If staring at a blank plan builder is the thing stopping you, BookAndGo's AI Plan Builder will draft your tiers from a plain-English description — tell it 'I want a maintenance plan, a standard plan, and an unlimited plan for my PT studio' and it proposes session counts, intervals, and prices you can tweak and publish. Memberships sit on the Professional plan ($59/month, flat), alongside packages, recurring sessions, and everything else.

The short version

Selling one session at a time means re-earning every client every week. A membership converts your most loyal clients into predictable, automatic monthly revenue — and removes the friction of repeat selling for both of you. Pick the model that matches how you deliver, price for the commitment without slashing your rate, and let Stripe handle the billing on repeat. You can build your first plan free on a 14-day trial and have a member signed up the same afternoon.

Frequently asked

What's the difference between a membership and a session package?

A package is paid once — the client buys a block of sessions and you draw it down to zero. A membership recurs — the client is billed automatically every period and their included sessions reset each cycle. Packages suit finite goals; memberships suit ongoing clients. BookAndGo supports both, side by side, on the Professional plan.

How does the recurring billing work?

Memberships run on Stripe. You create a plan and choose the billing interval — weekly, fortnightly, monthly, quarterly, or annual — and the client's subscription renews automatically. Funds go to your own Stripe account at a flat 0.5% platform fee, with no per-client charge. When a payment succeeds, the member's included sessions top back up for the new period.

Should I offer unlimited or a set number of sessions?

If your time is the constraint — like 1:1 personal training — use a 'sessions per period' plan so your commitment is capped. If an extra attendee costs you little, like group sessions, classes, or online coaching, an 'unlimited monthly' plan is simpler to sell and stickier. Many coaches offer tiers so clients can self-select.

How should I price a coaching membership?

Anchor on your casual session price, multiply by the sessions in the plan, then discount modestly — often 10–15% — to reward the commitment. For unlimited plans, price against how often clients realistically train, not the theoretical maximum. The goal is predictable revenue and a committed client, not the lowest possible price.

Do members still book their sessions normally?
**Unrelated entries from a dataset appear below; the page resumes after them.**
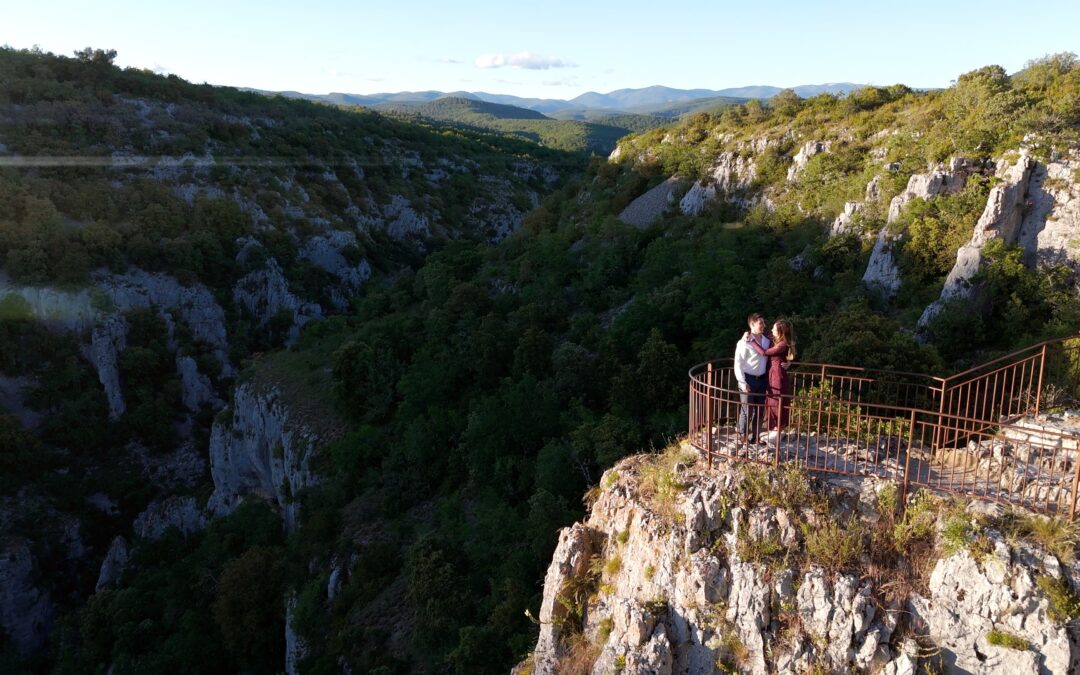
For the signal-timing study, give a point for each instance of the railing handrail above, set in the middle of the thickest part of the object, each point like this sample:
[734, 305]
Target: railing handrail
[800, 364]
[1013, 355]
[866, 418]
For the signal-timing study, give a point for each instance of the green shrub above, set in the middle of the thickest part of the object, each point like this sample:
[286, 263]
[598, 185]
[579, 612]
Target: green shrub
[1064, 603]
[1000, 638]
[834, 547]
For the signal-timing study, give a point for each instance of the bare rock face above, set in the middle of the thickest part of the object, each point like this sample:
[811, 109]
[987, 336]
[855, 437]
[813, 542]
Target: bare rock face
[259, 450]
[732, 174]
[181, 513]
[97, 312]
[196, 388]
[1050, 233]
[113, 564]
[648, 207]
[26, 612]
[846, 221]
[969, 598]
[881, 270]
[403, 221]
[296, 648]
[808, 150]
[577, 544]
[265, 294]
[670, 592]
[1001, 218]
[107, 340]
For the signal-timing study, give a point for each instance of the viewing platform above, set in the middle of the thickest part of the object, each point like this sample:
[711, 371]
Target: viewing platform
[1001, 431]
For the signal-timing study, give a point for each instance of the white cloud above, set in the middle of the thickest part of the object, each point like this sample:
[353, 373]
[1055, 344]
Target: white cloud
[563, 82]
[527, 61]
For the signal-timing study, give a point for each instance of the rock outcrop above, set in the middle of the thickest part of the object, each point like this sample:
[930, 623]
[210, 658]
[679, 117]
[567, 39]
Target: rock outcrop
[265, 295]
[678, 590]
[180, 513]
[113, 564]
[258, 448]
[1034, 205]
[97, 313]
[801, 158]
[732, 175]
[1001, 219]
[881, 270]
[26, 611]
[648, 207]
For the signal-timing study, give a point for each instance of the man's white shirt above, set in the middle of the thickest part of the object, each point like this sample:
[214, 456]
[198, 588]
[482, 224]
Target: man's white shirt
[747, 361]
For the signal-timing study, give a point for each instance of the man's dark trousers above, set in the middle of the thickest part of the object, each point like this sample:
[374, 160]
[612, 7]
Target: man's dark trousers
[753, 406]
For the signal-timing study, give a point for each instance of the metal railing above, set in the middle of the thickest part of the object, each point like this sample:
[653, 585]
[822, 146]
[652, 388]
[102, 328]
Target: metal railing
[971, 433]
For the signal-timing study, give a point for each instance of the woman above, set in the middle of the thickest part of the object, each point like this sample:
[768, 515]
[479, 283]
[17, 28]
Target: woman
[779, 390]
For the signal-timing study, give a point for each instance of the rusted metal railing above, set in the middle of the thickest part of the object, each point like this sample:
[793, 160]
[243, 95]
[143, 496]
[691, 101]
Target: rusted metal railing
[971, 433]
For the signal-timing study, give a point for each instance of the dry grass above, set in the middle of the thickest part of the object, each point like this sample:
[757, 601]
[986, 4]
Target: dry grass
[1057, 536]
[835, 547]
[659, 484]
[579, 658]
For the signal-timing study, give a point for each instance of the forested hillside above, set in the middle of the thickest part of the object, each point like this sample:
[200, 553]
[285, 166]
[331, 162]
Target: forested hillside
[421, 440]
[561, 134]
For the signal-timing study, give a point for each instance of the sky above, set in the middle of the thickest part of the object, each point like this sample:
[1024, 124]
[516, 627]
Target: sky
[552, 49]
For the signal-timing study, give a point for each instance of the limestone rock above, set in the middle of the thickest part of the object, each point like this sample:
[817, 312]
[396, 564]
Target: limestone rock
[259, 449]
[881, 270]
[265, 294]
[26, 611]
[846, 221]
[113, 564]
[1001, 218]
[648, 207]
[179, 512]
[808, 150]
[403, 221]
[577, 544]
[680, 599]
[732, 174]
[325, 252]
[296, 648]
[196, 388]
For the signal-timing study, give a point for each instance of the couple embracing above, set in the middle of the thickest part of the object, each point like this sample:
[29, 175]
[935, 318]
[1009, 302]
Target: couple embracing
[765, 386]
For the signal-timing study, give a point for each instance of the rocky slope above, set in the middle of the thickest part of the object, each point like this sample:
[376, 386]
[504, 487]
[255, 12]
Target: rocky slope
[709, 570]
[1033, 204]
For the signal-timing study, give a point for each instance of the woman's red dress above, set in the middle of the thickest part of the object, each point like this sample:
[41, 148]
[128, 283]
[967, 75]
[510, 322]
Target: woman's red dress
[779, 390]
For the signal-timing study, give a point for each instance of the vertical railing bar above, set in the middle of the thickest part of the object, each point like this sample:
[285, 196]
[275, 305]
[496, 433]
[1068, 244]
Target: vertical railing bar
[1042, 366]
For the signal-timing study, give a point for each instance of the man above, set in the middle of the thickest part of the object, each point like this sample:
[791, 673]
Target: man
[750, 373]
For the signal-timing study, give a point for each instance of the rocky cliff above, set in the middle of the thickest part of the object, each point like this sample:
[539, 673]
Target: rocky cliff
[684, 569]
[259, 448]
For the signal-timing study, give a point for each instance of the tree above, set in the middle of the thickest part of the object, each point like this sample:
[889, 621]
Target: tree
[786, 103]
[248, 608]
[99, 57]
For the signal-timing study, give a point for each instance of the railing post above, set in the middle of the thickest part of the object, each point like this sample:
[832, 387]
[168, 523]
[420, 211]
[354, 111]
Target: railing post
[1076, 484]
[940, 430]
[709, 413]
[907, 463]
[1038, 391]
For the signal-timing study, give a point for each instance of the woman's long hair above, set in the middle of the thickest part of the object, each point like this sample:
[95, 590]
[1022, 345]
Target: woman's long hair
[786, 335]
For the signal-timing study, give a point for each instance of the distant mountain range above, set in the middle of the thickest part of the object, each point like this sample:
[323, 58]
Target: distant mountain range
[648, 100]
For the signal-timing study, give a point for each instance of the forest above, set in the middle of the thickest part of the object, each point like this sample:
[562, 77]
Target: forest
[482, 388]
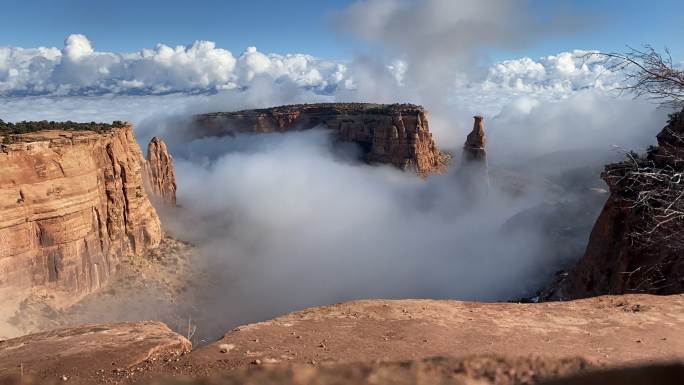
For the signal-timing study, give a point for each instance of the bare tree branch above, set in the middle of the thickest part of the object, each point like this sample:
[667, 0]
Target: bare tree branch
[647, 73]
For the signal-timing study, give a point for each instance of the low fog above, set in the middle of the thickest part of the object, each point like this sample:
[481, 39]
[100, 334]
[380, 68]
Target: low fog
[285, 221]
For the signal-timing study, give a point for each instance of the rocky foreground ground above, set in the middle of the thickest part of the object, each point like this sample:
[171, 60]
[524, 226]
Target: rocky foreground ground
[373, 341]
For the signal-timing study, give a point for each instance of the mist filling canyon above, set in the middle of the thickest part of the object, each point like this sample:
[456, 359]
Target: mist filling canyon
[279, 221]
[272, 222]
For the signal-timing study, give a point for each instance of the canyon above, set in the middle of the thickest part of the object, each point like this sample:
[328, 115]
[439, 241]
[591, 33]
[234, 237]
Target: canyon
[636, 244]
[73, 203]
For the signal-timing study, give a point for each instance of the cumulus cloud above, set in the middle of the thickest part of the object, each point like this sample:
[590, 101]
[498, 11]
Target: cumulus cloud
[78, 69]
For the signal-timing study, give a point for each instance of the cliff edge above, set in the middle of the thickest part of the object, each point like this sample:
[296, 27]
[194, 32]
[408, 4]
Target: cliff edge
[637, 243]
[396, 134]
[72, 203]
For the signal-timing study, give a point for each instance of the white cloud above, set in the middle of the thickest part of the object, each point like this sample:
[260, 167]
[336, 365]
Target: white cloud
[78, 69]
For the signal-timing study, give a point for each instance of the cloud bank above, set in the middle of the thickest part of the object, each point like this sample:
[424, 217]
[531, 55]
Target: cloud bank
[77, 69]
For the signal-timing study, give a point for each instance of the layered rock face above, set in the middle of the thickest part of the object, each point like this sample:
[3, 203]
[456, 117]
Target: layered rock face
[397, 134]
[161, 175]
[474, 149]
[72, 203]
[474, 163]
[637, 244]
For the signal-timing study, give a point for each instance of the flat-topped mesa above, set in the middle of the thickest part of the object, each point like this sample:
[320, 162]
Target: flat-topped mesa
[161, 175]
[396, 134]
[72, 204]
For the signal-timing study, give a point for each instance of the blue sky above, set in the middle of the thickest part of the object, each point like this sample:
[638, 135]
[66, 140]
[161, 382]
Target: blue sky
[304, 26]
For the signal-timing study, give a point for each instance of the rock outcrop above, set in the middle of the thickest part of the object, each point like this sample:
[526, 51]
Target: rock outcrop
[602, 330]
[481, 343]
[473, 171]
[72, 203]
[396, 134]
[161, 175]
[89, 353]
[474, 149]
[637, 243]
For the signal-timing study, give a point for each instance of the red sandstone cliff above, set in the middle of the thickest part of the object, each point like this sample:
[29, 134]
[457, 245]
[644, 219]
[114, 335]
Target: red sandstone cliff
[397, 134]
[161, 175]
[72, 203]
[637, 244]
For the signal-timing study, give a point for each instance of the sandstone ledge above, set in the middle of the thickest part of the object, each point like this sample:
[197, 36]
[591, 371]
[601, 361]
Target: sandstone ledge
[88, 351]
[603, 330]
[72, 203]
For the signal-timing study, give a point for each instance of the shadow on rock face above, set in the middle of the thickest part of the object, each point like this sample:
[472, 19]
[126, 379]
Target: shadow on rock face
[662, 374]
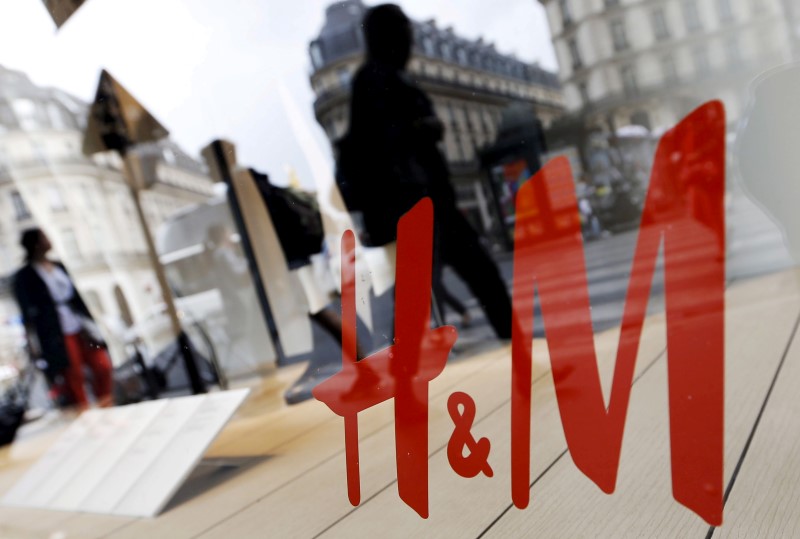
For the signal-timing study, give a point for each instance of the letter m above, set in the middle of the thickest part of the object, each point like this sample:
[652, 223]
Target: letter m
[684, 210]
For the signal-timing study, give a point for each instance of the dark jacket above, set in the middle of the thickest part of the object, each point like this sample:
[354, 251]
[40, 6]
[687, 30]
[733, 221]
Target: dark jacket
[40, 316]
[390, 157]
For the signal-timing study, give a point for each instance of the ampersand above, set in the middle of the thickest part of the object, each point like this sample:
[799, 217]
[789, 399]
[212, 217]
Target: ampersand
[477, 460]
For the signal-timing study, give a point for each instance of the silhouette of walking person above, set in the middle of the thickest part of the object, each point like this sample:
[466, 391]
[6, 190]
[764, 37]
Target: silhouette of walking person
[390, 159]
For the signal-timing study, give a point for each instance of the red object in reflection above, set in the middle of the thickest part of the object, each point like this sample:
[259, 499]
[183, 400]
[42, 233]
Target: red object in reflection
[401, 371]
[684, 209]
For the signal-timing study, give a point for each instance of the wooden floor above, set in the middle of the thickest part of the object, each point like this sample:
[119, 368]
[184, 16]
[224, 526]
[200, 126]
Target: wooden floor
[286, 470]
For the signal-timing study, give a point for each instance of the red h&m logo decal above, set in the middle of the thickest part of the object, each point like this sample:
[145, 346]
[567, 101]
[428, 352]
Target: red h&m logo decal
[684, 211]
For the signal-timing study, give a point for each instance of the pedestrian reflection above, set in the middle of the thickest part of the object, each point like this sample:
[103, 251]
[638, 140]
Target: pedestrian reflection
[390, 160]
[60, 327]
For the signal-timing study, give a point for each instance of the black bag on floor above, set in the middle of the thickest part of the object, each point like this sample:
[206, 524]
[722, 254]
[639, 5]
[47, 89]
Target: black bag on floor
[12, 407]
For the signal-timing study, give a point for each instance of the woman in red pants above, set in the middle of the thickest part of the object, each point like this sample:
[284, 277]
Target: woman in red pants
[56, 317]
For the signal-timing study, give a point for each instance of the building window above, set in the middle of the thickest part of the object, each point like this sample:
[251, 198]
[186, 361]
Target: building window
[629, 82]
[71, 249]
[660, 29]
[669, 69]
[316, 55]
[27, 115]
[575, 53]
[21, 211]
[702, 65]
[427, 46]
[343, 75]
[618, 35]
[55, 199]
[583, 89]
[692, 16]
[725, 10]
[447, 51]
[733, 51]
[566, 14]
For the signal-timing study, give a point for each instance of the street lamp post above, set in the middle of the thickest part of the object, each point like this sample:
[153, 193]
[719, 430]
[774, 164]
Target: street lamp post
[118, 122]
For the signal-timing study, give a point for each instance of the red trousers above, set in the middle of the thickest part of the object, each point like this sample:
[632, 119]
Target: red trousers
[83, 354]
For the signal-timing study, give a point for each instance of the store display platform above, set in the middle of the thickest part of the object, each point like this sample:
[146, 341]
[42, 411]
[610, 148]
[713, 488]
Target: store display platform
[280, 471]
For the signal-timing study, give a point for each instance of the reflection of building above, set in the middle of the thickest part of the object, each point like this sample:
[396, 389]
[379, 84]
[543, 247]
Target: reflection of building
[469, 82]
[648, 63]
[83, 204]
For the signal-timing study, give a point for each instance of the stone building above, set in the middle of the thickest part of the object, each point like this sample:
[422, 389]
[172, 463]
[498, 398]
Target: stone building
[469, 82]
[649, 62]
[83, 204]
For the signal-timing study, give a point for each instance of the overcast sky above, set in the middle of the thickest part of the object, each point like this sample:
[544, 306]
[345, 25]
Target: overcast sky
[209, 69]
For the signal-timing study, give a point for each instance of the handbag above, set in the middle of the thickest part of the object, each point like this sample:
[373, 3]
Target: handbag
[91, 333]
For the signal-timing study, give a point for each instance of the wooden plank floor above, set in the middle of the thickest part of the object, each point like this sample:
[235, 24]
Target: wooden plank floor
[294, 482]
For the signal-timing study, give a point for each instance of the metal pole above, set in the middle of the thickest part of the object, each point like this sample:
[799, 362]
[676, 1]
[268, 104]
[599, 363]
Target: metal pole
[135, 177]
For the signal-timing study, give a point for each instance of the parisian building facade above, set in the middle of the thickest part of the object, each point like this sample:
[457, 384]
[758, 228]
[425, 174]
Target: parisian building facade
[83, 204]
[649, 62]
[470, 83]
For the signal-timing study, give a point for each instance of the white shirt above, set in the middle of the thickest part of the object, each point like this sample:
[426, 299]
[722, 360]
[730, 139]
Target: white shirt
[61, 290]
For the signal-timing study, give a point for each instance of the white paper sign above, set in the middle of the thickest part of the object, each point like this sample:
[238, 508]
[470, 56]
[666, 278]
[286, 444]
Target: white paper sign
[128, 460]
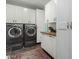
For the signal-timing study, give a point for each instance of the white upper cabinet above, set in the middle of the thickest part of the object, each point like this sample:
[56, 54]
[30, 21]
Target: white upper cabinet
[50, 11]
[19, 14]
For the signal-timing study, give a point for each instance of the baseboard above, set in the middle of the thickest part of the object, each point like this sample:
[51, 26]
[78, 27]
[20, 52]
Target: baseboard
[48, 54]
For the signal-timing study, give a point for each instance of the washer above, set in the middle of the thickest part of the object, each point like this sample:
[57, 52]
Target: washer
[14, 35]
[30, 36]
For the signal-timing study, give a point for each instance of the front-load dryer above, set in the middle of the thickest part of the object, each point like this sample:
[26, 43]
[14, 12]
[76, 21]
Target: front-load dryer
[14, 35]
[30, 35]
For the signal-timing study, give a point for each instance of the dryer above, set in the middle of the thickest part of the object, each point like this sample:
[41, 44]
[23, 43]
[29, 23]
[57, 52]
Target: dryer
[30, 34]
[14, 35]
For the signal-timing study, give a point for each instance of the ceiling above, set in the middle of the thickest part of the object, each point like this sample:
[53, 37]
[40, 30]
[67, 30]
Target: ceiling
[29, 3]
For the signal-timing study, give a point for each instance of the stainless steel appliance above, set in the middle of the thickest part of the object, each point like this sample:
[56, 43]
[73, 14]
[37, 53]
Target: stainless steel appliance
[30, 35]
[14, 35]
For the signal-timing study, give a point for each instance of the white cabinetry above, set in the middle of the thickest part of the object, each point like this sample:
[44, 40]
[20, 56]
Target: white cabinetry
[19, 14]
[50, 11]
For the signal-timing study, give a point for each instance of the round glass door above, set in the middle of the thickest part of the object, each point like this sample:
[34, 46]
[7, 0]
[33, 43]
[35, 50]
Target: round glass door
[30, 31]
[14, 32]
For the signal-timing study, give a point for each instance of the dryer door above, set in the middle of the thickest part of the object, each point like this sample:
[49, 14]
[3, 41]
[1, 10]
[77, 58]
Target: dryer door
[31, 31]
[15, 32]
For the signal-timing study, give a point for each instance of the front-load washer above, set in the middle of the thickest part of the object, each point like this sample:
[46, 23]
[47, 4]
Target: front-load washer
[30, 36]
[14, 35]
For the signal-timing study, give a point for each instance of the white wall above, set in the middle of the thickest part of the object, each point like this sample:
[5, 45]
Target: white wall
[50, 11]
[63, 36]
[47, 43]
[40, 20]
[19, 15]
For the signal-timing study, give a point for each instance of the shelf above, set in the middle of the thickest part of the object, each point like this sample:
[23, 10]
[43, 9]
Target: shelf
[49, 33]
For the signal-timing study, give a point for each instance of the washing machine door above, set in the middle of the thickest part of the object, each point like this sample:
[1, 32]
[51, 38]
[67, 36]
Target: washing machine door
[15, 32]
[31, 31]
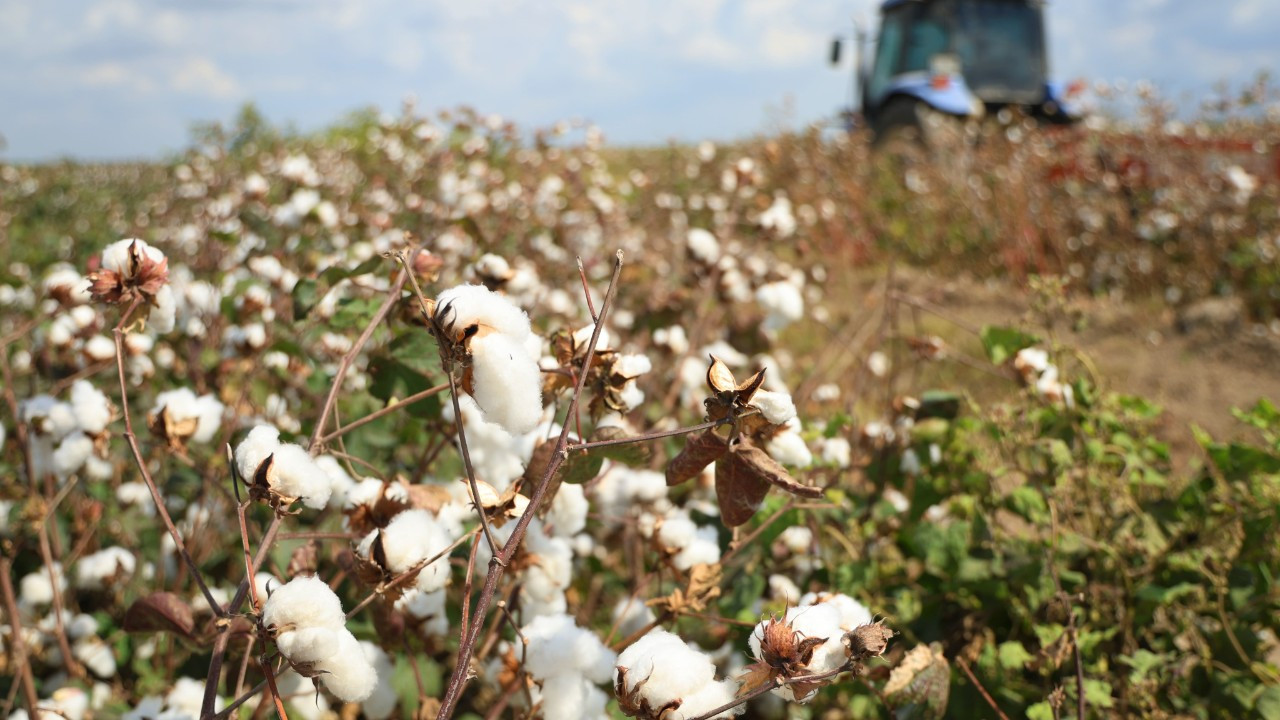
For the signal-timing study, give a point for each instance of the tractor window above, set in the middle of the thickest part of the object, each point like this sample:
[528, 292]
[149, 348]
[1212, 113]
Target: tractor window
[927, 37]
[1001, 44]
[887, 54]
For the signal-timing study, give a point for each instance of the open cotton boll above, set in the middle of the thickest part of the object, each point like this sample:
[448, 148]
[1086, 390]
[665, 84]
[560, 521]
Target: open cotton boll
[508, 386]
[348, 674]
[789, 449]
[661, 668]
[72, 454]
[712, 696]
[412, 537]
[556, 646]
[382, 702]
[296, 474]
[476, 305]
[782, 304]
[91, 408]
[257, 446]
[305, 601]
[777, 408]
[307, 645]
[95, 570]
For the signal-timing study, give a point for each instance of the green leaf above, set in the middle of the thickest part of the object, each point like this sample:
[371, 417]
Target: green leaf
[1013, 655]
[1001, 343]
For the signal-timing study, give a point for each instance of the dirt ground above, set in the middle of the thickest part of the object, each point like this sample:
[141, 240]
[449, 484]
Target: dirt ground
[1197, 363]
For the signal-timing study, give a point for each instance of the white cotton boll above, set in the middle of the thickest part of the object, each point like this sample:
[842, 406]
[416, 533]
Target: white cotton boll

Yes. Once a client is on a plan, BookAndGo recognises their membership at booking time — they book straight into their included sessions with no separate payment step, and the balance tracks itself (unlimited plans don't count down). It uses the same proven redemption flow as session packages.

Can I try it before committing?

Yes. Memberships are on the Professional plan, which has a 14-day free trial. You can build a plan with the AI Plan Builder, publish it, and enrol your first member before paying anything.